Principle of 'Least Squares'
The 'best fit' regression line is the one that minimizes the sum of squared deviations between predictions and actual values; this is also called the residual sum of squares.
lm() function
Estimates the values of the intercept (b0) and slopes (b1, etc.) in R.
summary() function
Runs hypothesis tests on the lm object in R.
Multiple Regression
Involves two or more predictor variables.
Interaction Terms
Describe how the relationship between an outcome and one predictor changes depending on the level of another predictor.
Positive Interaction
Y is high when predictors have the same sign (both high or both low).
Negative Interaction
Y is low when predictors have the same sign (both high or both low).
Formula syntax for interaction
outcome ~ predictor1 * predictor2 or outcome ~ predictor1 + predictor2 + predictor1:predictor2.
Null Hypothesis in Regression
No regression line; no relationship between predictors and outcome.

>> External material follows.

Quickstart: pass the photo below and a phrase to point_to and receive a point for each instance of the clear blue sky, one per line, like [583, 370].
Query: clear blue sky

Model Sum of Squares (SSm)
Difference between regression line predictions and mean Y.
Residual Sum of Squares (SSr)
Difference between data and regression line predictions.
Testing Specific Predictor Significance
Uses t-tests for each predictor to test the null hypothesis that a specific predictor has no relationship to the outcome.
Effect Size Measure
How well the overall regression model accounts for the outcome variable, depending on variance accounted for by the model vs. total variance.
Standardized Regression Coefficients
Used when scales are not standardized; standardCoefs() function (from lsr package).